We both did them a bit different and I embroidered her name and sent her home with mine to beef up her hot pad drawer.
This African Hut Pattern comes from the Kaffe Fasset Book
Kaffe Fasset Quilt Road. There are so many ways that you can switch this quilt block up to look differently. I started with a log-cabin square for the center of my hut.
The secret to making this block is that if you make your roof line first - everything else is a straight line. I suggest using the HST method for this. (half-square triangle) Cut one square of sky fabric and one square from the roof fabric. Check out this tutorial on how they are made from p.s. i quilt. Once you have sewn them and cut them properly, rotate the roof fabrics together and go from there. Everything else is a straight line and you can make your own design decisions about where you want the grass to start and stop. Your horizon line can be lower, you could even add more sky to the top if you prefer.

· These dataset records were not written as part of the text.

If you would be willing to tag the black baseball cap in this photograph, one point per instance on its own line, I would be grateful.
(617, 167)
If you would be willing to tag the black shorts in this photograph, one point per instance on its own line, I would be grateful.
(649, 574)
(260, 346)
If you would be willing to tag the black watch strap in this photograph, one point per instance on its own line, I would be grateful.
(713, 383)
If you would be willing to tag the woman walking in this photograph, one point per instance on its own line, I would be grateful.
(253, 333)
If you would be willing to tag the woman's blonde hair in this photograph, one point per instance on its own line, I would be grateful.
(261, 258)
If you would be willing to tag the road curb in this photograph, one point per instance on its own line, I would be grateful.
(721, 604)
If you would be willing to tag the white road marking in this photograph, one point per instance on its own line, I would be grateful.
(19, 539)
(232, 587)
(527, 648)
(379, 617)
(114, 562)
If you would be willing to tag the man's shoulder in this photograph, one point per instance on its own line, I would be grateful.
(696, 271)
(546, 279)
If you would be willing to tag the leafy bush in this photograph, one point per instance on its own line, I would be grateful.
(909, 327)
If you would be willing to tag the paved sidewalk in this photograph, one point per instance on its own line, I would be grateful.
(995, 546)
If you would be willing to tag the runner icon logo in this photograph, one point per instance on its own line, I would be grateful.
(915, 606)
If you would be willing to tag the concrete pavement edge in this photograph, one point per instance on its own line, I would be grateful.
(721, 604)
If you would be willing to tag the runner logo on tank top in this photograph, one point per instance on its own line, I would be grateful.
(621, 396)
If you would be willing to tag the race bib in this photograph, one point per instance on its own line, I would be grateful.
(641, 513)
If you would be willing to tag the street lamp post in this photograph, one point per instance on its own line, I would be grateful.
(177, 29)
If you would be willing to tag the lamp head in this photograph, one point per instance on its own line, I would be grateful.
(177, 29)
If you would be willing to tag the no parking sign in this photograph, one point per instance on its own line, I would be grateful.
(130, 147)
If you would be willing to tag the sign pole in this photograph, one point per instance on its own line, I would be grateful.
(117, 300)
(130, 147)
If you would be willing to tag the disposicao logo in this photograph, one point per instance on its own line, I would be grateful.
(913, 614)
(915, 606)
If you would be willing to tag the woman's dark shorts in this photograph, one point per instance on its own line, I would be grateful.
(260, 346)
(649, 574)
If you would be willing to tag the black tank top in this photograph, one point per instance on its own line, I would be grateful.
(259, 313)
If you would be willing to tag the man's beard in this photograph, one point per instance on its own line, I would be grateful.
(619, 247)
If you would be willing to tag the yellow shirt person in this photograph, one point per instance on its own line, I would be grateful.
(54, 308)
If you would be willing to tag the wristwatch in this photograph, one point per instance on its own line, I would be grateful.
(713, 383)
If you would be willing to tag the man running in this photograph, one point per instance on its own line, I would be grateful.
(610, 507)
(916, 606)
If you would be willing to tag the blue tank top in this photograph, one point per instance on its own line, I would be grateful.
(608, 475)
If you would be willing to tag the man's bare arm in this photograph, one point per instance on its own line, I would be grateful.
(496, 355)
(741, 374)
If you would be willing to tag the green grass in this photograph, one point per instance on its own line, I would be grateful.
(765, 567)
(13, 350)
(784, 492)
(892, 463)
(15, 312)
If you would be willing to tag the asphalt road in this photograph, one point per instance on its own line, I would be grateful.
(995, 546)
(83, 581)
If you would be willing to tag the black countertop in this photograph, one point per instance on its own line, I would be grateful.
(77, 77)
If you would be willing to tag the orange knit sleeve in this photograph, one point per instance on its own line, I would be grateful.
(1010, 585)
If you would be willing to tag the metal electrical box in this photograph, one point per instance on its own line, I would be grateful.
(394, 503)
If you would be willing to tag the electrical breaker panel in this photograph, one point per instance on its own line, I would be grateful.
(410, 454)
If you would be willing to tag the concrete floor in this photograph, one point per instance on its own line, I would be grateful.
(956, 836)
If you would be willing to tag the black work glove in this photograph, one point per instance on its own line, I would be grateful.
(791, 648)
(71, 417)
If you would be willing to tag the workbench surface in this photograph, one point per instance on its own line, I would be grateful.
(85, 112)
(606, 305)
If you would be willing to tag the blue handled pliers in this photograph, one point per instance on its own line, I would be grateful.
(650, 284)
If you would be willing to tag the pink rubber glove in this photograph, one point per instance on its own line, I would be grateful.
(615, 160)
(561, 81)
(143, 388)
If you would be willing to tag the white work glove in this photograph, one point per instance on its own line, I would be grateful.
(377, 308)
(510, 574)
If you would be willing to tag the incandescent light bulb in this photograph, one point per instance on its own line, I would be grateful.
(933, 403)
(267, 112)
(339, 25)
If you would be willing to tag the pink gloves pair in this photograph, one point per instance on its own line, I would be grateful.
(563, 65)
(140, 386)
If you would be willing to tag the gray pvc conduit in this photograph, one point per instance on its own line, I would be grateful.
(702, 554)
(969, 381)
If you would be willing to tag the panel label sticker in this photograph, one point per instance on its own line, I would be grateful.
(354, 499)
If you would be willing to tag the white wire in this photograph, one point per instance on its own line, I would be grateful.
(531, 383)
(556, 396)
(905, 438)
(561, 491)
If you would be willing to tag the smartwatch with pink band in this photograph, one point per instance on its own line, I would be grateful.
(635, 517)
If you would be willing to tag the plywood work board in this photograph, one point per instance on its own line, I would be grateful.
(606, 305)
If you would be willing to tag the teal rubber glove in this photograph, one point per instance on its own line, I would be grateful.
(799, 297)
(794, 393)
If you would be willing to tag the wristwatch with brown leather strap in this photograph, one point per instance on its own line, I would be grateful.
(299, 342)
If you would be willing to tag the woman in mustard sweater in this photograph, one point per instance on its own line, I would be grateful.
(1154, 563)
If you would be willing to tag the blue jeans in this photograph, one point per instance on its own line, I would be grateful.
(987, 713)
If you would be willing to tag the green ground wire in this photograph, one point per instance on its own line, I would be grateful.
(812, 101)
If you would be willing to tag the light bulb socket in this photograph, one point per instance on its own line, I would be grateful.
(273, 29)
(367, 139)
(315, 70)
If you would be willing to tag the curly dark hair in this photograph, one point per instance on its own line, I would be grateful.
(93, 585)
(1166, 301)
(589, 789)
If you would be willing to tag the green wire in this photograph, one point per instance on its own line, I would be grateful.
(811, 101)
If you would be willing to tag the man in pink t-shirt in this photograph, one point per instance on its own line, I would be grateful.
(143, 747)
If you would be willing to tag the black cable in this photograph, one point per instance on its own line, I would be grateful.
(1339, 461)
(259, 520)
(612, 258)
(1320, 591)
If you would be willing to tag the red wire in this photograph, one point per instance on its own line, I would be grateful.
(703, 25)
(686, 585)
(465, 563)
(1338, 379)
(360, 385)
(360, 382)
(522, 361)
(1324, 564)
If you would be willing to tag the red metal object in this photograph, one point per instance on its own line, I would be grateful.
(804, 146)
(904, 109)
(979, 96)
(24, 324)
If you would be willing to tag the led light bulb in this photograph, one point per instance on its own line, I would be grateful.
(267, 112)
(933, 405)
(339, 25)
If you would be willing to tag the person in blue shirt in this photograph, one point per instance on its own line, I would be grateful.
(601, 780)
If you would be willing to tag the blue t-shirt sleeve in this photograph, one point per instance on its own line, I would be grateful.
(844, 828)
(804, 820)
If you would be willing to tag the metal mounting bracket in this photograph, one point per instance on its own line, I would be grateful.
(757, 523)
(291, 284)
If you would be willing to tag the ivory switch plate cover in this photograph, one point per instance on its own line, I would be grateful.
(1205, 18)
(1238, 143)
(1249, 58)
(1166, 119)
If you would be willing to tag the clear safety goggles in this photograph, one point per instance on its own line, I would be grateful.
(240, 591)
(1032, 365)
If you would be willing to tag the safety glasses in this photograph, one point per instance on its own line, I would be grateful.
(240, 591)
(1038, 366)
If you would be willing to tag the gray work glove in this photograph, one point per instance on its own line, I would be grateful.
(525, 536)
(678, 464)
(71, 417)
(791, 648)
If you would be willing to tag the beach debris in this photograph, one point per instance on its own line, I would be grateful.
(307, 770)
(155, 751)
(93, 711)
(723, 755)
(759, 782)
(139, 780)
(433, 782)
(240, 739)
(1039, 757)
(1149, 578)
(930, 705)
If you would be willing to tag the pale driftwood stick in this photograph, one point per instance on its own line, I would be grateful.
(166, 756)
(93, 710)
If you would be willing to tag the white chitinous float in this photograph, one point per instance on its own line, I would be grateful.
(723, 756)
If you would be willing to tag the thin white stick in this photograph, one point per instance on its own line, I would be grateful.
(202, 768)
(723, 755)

In order to make this into a hot pad, you basically are making a sandwich! Can you tell food affects everything I do? Cut a double layer of thickness of padding (consider recycling old towels or mattress pads for this). Cut a backing in the same size as your block and pad. In order to not have to bind the hot pad as seen here: Stack in this order. Padding first, right side up of backing, and quilt square wrong side up. Pin the project together. Baste these together. Now trim away the exess batting material and sew the sandwich together much like you would a pillow, leaving an opening to turn your project right side out. Remove your baste stitches so that you can turn it inside out. Hand stitch together the opening.
If you want to put a binding on the Hot-pad, you will stack it in the order seen. Backing fabric first, batting, and then the quilt block right side up. Pin your sandwich together and baste. Quilt as desired then sew on your binding. I wish I were better at binding. It is something that I have not mastered, which is why I suggest the first option. Otherwise google some tutorials for binding and tackle it!